As my daughter pointed out, mostly because we wouldn’t let her buy any, there were also a lot of doughnuts to be had among the shelves and aisles of the two markets where we shopped.

One particular Publix where we bought our first round of groceries was an anchor store for a cluster of smaller stores, one of which was a Krispy Kreme doughnut shop. Yet, fear not, those same doughnuts could be purchased inside the grocery store saving busy shoppers a five minute stroll to the stand-alone doughnut store.

None of this is judgemental, by the way.

I mean, I’ll take a fried egg and some sourdough toast over a glazed doughnut for breakfast every time. Ten times out of ten. Not interested in chocolate frosting with my morning coffee. But then that’s how I was raised and what I like, and that’s why we travel … to see those little cultural differences, no?

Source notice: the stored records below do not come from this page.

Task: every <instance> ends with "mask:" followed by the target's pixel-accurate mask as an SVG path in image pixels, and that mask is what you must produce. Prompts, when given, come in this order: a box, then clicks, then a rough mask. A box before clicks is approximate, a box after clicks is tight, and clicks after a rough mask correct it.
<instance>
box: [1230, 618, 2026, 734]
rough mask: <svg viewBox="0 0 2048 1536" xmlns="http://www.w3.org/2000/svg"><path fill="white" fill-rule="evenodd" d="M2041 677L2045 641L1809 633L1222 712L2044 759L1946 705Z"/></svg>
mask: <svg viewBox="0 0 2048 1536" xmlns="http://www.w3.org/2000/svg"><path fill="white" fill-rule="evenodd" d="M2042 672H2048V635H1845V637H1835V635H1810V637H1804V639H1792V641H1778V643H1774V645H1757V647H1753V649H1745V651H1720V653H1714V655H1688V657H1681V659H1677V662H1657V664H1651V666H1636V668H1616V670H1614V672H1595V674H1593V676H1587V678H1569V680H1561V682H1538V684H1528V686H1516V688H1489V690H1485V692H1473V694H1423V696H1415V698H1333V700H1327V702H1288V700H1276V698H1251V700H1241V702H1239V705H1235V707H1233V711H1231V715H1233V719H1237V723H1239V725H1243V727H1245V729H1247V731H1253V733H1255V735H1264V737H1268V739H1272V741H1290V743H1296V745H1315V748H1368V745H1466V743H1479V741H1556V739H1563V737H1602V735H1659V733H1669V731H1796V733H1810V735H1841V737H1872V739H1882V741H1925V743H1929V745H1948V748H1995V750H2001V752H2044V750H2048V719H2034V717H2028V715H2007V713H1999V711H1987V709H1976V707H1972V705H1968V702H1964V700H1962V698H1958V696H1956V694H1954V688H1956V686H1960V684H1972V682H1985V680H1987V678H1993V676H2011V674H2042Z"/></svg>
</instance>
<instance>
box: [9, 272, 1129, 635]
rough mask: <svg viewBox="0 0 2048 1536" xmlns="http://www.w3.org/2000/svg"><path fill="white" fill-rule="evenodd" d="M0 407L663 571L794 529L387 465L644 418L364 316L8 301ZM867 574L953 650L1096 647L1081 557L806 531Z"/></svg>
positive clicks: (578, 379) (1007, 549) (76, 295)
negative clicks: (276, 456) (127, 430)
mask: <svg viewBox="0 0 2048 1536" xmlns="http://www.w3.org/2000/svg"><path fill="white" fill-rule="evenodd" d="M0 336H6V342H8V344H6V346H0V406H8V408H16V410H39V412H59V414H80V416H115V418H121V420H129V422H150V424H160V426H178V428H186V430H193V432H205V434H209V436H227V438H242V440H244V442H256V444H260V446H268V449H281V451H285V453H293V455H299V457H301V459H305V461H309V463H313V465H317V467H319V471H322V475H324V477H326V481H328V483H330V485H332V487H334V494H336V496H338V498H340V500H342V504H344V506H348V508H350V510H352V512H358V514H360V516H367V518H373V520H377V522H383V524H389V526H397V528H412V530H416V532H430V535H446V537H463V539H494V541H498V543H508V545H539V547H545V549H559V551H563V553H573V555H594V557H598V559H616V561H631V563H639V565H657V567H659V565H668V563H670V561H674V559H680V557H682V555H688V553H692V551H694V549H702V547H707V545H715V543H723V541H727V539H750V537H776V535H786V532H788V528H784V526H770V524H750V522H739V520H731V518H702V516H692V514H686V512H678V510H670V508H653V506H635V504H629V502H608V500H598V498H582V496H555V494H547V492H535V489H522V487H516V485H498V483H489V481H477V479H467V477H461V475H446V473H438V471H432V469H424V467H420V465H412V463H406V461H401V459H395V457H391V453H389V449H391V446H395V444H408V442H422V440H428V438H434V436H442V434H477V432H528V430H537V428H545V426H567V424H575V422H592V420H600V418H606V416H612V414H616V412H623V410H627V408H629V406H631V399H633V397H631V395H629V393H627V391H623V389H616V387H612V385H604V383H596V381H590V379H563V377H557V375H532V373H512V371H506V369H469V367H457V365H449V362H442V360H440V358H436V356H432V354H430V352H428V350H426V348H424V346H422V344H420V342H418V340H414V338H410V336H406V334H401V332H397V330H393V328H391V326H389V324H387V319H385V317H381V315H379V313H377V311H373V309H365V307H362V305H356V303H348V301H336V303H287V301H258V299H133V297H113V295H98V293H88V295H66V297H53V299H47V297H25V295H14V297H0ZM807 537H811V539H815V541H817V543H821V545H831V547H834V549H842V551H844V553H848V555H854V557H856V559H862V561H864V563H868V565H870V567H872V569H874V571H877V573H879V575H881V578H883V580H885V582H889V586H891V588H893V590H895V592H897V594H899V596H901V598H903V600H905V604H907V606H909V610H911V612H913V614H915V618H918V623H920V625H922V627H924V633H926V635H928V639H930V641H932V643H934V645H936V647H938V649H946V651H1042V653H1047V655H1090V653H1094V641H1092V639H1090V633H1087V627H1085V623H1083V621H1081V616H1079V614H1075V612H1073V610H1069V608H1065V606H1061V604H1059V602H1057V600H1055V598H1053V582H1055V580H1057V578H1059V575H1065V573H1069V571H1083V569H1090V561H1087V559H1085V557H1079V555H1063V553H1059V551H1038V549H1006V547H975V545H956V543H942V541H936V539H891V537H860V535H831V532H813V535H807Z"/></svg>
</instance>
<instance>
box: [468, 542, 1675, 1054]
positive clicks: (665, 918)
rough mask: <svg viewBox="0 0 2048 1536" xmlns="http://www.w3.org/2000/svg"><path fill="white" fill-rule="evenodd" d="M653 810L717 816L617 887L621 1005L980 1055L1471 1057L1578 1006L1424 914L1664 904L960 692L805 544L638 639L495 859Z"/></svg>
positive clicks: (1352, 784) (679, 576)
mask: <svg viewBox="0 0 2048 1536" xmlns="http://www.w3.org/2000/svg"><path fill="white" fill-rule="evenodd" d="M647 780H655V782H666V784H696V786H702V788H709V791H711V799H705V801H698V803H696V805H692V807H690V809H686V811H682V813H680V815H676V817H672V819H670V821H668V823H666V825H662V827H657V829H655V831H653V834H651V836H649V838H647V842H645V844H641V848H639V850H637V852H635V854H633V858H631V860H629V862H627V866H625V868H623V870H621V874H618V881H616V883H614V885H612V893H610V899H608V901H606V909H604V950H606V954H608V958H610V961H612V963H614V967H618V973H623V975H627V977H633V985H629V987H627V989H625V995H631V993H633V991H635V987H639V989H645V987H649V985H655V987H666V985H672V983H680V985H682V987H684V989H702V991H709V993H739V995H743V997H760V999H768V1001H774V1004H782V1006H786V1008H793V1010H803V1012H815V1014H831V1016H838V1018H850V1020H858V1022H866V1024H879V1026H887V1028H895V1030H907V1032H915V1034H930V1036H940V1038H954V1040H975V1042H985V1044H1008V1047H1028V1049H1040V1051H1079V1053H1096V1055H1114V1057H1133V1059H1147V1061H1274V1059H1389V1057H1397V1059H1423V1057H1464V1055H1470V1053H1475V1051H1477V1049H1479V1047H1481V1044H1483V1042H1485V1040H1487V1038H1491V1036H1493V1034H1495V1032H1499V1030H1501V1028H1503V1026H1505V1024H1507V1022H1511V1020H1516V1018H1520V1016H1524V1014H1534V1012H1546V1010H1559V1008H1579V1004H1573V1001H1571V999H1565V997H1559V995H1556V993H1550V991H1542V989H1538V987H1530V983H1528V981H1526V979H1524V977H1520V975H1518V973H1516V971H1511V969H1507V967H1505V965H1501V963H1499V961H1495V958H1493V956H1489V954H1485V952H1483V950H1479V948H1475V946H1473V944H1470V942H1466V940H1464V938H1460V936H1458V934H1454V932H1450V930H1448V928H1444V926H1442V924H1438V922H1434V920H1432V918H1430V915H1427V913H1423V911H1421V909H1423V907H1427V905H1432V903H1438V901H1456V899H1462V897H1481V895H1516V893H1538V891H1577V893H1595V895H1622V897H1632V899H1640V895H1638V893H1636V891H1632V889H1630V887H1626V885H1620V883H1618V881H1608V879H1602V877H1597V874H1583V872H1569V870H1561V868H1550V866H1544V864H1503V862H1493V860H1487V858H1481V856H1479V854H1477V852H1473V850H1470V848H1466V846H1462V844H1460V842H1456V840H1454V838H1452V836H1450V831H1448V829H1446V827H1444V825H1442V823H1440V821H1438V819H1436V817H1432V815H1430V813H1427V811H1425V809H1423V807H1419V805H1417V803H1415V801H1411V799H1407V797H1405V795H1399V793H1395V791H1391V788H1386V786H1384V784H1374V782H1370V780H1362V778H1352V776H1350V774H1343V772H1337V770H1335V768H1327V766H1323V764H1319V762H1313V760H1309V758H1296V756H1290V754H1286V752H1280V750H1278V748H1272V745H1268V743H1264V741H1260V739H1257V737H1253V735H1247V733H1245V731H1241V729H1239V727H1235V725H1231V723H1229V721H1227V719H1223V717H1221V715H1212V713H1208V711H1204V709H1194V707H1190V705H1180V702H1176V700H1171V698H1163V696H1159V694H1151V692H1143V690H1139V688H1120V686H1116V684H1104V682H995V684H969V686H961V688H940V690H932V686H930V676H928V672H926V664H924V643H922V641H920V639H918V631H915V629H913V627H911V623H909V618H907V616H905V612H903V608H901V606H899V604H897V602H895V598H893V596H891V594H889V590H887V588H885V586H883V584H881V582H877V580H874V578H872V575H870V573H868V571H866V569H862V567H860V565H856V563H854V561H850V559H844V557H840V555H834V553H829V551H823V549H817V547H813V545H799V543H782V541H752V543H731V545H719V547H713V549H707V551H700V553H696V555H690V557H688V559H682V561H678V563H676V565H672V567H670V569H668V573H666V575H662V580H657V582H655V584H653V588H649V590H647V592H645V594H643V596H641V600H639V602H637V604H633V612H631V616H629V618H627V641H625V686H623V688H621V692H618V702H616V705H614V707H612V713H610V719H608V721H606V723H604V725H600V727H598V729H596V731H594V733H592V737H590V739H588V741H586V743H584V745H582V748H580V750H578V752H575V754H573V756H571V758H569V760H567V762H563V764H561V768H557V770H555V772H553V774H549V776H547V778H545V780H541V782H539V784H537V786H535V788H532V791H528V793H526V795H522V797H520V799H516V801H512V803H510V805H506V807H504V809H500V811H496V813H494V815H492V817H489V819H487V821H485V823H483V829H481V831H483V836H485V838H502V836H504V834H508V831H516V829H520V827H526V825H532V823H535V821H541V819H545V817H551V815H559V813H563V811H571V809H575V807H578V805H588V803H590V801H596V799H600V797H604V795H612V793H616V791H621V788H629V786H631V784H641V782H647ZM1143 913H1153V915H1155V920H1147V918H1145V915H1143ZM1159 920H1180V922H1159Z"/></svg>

Back inside the park there was a cultural uniformity that comes from existing inside the boundaries of a massive corporate juggernaut like Disney World for nearly two weeks. One tends to forget for a bit that it takes effort to actually leave the park, when even back at one’s pirate-themed hotel room, one is still in Disney, enveloped by the intellectual property and profit-driven fantasy world of such a vacation.

Yet, even in that, snippets of travel are possible, and as simple as exploring a more real part of the country and culture surrounding that park with something as simple as a trip to buy fruit and cheese at the grocery store.